Renunciation mechanics differ by country:
- United States: Renouncing US citizenship requires a personal appearance before a US consular officer at the US Embassy in Jerusalem or the consulate in Tel Aviv. Form DS-4079 and the formal oath of renunciation must be signed in person. The US State Department charges a fee of USD 2,350 — one of the highest renunciation fees in the world. The resulting Certificate of Loss of Nationality (CLN) is what PIBA requires as documentation of renunciation. Appointment waiting times at the US Embassy Jerusalem as of 2026 are 4 to 8 months.
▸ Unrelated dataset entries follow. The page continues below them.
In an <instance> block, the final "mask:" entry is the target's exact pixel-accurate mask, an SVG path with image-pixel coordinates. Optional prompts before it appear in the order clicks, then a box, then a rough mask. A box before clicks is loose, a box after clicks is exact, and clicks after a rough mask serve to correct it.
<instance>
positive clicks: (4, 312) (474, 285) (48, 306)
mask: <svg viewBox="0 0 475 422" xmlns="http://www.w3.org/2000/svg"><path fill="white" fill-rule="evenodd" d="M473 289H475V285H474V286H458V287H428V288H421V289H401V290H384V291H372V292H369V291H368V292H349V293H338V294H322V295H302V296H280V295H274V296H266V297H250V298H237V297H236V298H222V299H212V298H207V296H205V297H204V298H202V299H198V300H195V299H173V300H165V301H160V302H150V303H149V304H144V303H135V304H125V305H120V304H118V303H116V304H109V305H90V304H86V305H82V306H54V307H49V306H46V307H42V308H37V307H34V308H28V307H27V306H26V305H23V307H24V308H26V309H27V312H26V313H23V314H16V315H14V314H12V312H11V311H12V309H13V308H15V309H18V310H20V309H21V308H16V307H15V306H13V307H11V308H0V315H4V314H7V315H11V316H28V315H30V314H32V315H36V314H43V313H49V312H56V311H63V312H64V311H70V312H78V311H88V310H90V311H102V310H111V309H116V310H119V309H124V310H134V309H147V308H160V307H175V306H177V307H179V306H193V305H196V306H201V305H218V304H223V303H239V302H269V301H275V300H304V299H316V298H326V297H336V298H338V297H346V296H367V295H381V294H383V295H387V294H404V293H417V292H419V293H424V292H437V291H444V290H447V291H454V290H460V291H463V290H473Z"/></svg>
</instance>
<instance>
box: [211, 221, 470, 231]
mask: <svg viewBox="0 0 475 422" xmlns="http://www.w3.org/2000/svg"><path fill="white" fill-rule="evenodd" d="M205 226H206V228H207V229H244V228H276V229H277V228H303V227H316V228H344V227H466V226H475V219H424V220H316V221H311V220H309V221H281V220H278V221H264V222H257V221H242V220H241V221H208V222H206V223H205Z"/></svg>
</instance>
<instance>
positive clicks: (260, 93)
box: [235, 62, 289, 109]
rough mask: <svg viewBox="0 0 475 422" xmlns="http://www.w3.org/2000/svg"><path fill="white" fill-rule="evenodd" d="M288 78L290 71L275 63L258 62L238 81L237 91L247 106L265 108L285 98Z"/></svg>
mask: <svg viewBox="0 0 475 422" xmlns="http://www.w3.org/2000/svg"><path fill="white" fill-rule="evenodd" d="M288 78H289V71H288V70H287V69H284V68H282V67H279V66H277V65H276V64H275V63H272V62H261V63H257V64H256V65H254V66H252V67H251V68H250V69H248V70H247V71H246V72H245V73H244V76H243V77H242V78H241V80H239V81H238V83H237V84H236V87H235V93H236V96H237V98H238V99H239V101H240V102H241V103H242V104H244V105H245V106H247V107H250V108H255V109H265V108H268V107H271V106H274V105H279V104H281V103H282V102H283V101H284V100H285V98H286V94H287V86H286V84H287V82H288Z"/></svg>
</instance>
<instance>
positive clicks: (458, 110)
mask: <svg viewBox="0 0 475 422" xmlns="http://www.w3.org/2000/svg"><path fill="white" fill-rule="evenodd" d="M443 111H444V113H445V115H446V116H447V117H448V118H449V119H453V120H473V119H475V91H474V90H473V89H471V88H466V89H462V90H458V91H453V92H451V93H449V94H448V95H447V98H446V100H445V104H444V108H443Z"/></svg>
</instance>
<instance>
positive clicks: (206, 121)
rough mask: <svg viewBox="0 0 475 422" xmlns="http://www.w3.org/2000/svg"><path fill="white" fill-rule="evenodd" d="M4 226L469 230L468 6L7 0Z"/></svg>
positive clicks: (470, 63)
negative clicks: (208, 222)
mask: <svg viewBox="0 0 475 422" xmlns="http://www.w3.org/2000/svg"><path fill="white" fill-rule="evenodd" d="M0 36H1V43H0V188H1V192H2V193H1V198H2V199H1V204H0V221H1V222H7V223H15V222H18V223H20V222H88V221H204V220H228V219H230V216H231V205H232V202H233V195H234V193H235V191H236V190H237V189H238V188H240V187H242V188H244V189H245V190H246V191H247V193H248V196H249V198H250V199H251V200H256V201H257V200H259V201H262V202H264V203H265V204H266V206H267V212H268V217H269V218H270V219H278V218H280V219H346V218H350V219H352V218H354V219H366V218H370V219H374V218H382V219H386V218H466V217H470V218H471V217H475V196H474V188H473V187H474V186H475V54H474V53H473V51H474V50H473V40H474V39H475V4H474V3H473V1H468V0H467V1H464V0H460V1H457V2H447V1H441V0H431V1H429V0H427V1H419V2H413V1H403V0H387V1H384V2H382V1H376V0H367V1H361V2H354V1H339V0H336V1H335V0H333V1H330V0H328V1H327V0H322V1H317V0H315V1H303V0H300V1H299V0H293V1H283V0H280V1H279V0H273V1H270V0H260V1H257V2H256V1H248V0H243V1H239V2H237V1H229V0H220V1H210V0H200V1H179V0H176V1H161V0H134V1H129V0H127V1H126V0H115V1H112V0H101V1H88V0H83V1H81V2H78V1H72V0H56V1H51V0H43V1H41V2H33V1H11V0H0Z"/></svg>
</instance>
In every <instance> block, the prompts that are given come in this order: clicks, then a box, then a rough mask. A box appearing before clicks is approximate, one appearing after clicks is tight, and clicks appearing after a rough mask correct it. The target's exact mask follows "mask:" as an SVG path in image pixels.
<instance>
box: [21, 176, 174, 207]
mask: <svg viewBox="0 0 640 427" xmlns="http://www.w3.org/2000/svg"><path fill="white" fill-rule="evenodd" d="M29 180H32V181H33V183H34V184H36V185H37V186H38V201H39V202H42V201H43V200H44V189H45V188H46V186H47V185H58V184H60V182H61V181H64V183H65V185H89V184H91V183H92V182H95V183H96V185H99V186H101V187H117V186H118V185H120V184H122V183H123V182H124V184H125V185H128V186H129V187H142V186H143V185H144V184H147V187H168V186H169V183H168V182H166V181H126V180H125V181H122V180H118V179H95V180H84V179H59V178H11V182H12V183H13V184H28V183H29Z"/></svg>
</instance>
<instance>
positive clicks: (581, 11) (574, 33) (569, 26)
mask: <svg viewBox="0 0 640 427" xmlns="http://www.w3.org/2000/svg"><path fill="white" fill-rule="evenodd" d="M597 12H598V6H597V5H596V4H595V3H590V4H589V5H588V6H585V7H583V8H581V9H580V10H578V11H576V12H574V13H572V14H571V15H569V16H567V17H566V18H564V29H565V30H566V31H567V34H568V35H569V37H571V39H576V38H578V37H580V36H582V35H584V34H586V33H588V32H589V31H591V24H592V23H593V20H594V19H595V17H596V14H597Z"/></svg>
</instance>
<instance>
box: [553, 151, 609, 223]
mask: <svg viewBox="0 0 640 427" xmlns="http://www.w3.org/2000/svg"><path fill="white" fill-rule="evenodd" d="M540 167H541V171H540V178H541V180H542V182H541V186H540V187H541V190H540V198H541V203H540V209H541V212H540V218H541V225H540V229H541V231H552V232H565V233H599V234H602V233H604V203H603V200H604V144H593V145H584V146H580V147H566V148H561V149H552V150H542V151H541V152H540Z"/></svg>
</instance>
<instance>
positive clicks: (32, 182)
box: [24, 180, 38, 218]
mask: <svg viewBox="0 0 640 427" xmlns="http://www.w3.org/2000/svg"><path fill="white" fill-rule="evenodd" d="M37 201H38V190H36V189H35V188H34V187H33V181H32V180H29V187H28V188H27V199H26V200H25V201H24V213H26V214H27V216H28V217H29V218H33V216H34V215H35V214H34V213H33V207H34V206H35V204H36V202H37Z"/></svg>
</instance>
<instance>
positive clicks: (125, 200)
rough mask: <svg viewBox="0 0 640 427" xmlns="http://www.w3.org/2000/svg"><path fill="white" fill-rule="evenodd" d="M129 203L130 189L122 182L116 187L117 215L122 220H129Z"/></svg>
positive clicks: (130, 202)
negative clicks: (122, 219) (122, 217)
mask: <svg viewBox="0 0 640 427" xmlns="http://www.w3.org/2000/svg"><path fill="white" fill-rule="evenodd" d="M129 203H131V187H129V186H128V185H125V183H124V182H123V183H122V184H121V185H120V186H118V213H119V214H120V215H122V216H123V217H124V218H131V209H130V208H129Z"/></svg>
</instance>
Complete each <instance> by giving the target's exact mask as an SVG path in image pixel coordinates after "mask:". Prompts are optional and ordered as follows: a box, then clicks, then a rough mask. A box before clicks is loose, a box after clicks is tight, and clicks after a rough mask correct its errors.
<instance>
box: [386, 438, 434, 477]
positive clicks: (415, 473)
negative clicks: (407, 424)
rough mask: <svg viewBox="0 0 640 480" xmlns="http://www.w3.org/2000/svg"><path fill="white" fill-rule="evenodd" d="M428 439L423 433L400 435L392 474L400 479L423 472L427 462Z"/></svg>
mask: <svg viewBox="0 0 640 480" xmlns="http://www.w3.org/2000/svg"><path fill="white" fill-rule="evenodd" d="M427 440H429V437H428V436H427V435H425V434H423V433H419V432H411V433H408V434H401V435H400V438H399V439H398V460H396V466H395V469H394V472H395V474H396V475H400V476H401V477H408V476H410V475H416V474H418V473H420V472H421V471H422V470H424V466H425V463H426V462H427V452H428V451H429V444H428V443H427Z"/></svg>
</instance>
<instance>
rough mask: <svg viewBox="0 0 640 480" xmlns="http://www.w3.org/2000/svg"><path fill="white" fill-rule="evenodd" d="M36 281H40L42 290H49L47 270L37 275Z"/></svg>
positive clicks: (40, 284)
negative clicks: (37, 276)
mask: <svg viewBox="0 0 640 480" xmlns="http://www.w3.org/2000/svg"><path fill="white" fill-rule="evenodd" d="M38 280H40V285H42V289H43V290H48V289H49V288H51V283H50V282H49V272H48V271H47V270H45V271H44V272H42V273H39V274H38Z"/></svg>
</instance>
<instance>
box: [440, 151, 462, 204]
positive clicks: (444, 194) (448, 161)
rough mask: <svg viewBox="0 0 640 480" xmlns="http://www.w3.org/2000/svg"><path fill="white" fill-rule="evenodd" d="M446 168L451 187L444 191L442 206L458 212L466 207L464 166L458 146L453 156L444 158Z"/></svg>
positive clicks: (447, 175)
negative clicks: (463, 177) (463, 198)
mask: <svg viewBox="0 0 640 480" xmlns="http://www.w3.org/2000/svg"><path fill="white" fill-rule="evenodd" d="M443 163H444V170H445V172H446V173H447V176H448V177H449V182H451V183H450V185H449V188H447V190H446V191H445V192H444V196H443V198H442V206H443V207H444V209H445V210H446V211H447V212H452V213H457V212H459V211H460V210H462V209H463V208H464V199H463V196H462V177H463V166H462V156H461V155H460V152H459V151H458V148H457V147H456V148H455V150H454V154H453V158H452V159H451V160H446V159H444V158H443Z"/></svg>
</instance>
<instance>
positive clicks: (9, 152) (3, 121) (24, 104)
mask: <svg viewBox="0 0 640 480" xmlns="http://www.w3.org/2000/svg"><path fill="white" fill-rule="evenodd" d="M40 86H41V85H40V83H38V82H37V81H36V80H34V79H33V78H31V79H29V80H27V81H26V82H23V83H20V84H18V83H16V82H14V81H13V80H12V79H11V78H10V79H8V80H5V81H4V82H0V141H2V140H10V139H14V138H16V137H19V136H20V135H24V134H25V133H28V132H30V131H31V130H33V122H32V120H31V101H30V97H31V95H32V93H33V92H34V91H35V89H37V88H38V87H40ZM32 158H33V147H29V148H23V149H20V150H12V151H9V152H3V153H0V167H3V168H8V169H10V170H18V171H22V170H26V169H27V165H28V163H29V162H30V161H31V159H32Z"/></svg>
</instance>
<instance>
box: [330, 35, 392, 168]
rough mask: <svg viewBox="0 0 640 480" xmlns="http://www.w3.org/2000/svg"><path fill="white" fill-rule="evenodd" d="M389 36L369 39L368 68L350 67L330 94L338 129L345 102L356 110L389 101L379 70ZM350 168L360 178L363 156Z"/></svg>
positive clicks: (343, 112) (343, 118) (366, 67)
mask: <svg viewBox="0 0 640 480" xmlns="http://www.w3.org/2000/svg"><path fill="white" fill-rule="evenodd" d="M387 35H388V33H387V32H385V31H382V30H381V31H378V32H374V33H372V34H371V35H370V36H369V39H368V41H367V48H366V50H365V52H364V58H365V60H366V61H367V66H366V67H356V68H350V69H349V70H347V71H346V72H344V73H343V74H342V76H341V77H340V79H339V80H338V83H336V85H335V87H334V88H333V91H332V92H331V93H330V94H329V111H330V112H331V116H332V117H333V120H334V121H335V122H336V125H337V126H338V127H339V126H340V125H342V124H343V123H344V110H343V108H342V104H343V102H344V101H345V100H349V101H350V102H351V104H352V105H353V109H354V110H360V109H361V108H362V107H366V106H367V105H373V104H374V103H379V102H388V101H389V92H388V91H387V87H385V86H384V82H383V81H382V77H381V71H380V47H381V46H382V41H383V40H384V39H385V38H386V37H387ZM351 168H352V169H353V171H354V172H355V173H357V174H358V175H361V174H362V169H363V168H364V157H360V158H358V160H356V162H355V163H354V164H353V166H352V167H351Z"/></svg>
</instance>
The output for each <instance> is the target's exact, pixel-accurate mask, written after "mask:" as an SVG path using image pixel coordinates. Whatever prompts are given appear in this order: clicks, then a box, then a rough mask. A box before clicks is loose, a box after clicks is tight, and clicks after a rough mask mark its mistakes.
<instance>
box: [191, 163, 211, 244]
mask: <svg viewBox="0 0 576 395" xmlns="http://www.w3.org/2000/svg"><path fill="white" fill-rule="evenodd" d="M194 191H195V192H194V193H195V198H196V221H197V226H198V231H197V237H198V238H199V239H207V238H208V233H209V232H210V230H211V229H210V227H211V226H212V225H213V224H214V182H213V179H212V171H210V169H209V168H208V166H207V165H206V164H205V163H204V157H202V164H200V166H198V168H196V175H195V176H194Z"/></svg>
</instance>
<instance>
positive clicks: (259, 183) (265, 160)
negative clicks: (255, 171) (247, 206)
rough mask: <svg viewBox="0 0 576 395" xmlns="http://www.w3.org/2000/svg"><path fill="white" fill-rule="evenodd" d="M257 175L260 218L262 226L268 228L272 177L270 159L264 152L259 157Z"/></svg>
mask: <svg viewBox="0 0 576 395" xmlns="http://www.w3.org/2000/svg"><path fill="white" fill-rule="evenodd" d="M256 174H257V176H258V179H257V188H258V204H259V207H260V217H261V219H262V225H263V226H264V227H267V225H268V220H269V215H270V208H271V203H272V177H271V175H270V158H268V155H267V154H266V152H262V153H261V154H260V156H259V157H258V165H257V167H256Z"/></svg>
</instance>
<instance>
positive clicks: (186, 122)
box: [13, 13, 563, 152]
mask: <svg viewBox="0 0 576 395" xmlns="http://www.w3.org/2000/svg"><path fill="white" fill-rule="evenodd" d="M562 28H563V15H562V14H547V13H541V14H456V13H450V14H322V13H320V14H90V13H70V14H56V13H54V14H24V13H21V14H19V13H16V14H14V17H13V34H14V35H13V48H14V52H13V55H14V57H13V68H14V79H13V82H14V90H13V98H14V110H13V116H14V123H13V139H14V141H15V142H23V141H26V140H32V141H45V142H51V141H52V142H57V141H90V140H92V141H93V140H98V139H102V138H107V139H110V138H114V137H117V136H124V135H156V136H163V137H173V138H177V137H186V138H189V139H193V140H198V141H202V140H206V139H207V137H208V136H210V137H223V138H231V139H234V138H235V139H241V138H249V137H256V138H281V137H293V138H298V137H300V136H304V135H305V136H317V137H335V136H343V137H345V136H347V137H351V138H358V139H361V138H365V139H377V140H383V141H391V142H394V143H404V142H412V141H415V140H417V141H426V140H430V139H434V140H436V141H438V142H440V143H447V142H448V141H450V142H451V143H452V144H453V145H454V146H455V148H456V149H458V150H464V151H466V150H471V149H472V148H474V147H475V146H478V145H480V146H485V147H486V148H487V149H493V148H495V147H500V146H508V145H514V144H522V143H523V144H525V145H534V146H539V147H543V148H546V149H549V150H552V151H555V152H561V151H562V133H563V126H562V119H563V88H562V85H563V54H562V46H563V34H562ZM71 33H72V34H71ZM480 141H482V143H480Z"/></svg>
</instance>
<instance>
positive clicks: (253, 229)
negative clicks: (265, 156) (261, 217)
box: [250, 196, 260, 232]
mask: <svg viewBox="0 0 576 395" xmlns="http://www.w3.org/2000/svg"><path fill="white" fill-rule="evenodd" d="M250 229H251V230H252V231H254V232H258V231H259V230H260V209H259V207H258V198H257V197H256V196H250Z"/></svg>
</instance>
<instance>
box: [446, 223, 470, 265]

- United Kingdom: UK nationals renounce through Form RN submitted to the UK Home Office. The fee is GBP 372 (2026 rate). Processing takes approximately 3 months. The UK will issue a Declaration of Renunciation confirming the person is no longer a British citizen.
- Germany: German citizenship law allows retention of German citizenship when naturalizing in another country if a Beibehaltungsgenehmigung (retention permit) is obtained before naturalization. Without that permit, German citizens who naturalize elsewhere automatically lose German citizenship — which technically satisfies the Israeli renunciation requirement without a formal renunciation ceremony, but creates complications because PIBA requires documentary evidence of loss of prior citizenship, not just an assertion.
- Countries that do not permit renunciation: A small number of countries (including several Gulf states and some Asian nations) do not accept formal renunciation of citizenship. In these cases, PIBA accepts a sworn declaration by the applicant and, in some instances, a letter from the foreign embassy confirming that renunciation is not legally possible. The Minister of Interior has discretion to waive the renunciation requirement under Section 5(c) for applicants whose countries do not legally allow it.
7. Waivers, IDF Service, and Special Cases
Section 5(c) of the Citizenship Law 5712-1952 grants the Minister of Interior discretion to waive any or all of the Section 5(a) requirements for applicants who fall into specific categories or whose circumstances the Minister determines warrant exception.
IDF veterans
Non-Jewish foreigners who have served in the Israel Defense Forces can apply for naturalization with a substantially reduced residency requirement. Under current PIBA policy, an IDF veteran who served a minimum of 12 continuous months may have the 3-year permanent residency requirement waived or reduced to 1 year. The IDF service must be documented through a formal military discharge letter (tofes shihrur) from the IDF Personnel Directorate (Agaf Eitan). This is, in practice, the fastest naturalization route available to non-Jewish foreigners and can compress the total timeline to 3 to 4 years from first arrival.
Minor children
Under Section 7 of the Citizenship Law, minor children (under 18) of a parent who has naturalized as an Israeli citizen may be included in the naturalization or registered as citizens separately. The applying parent must include the child in their application at Form 10. PIBA typically processes the child's status at the same time as the parent's without requiring the child to independently satisfy residency or language requirements.
Exceptional circumstances
The Minister of Interior retains broad discretion under Section 5(c) for cases involving exceptional public interest: recognized scientific, cultural, or economic contributions to Israel, for example. These cases are rare and heavily fact-dependent. They are not a mechanism for applicants who simply do not meet the ordinary requirements but would prefer a faster path.
Bereaved families
Section 5(c) also covers parents who lost a child in IDF service. For these families, all residency and language requirements may be waived, and naturalization is typically granted as a matter of ministry policy within 6 to 12 months of application.